# Anyway to root Official .596?



## aford89 (Jun 17, 2011)

I had to get a replacement phone and it came with the stock .596 now i've been reading a lot in the cm7 thread and everyone keeps talking about the TBH app having a all-in-one installer, can i use this or do i need to go back to froyo to get root back?


----------



## aford89 (Jun 17, 2011)

Sorry just realized this is probably the wrong section for this


----------



## Owen2090 (Jun 13, 2011)

Gingerbreak works.


----------



## bouchigo (Jun 9, 2011)

Owen2090 said:


> Gingerbreak works.


Gingerbreak doesn't work.

You have to sbf back to 2.3.340, then do the two part TBH update to rooted GB.


----------



## loooney2ns (Jun 13, 2011)

bouchigo said:


> Gingerbreak doesn't work.
> 
> You have to sbf back to 2.3.340, then do the two part TBH update to rooted GB.

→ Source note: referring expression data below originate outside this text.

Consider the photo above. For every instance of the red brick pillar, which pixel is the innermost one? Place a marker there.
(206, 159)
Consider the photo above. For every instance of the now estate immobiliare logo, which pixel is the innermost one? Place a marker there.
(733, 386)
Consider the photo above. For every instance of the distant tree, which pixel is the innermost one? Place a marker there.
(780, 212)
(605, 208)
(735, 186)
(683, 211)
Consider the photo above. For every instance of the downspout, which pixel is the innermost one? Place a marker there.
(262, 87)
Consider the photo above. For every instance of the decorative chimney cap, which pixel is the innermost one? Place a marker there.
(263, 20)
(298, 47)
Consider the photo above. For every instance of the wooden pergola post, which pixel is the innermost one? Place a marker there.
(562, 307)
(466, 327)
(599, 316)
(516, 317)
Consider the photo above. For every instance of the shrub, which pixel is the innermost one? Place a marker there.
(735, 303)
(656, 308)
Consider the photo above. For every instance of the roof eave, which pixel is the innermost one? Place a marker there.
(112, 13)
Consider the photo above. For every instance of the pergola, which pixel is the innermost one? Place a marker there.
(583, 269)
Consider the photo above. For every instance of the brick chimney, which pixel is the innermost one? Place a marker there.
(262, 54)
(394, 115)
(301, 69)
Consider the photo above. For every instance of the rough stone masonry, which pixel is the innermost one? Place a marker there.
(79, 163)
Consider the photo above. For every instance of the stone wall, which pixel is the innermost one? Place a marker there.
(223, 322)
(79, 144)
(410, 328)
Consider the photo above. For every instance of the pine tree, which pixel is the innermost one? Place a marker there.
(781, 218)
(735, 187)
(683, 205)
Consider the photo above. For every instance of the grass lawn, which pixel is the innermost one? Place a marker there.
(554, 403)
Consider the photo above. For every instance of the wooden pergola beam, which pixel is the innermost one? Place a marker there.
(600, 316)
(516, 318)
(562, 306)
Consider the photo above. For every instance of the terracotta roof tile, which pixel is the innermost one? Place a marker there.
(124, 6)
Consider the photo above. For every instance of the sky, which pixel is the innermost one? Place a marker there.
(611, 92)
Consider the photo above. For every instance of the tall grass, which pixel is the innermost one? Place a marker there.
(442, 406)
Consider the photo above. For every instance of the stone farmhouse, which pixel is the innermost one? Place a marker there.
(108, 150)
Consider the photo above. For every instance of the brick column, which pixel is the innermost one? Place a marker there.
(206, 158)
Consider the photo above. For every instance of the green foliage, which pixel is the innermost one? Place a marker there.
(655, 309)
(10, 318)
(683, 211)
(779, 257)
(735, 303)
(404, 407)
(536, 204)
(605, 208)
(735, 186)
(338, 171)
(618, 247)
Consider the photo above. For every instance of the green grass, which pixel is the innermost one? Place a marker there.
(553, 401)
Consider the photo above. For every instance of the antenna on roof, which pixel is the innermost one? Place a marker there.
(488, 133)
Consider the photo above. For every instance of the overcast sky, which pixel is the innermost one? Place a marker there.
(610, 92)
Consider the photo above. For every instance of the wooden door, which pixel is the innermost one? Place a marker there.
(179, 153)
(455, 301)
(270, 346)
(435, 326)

Not very hard to do. It should take less than half an hour to do the whole thing. When I did it, I was rooted already. The update worked like a charm. Don't forget that you have to use the Droid 2 Bootstrapper with Gingerbread, instead of the one for the Droid X.


----------



## aford89 (Jun 17, 2011)

That's what I figured just wanted to check that way if it wasn't needed I could do it here from the phone


----------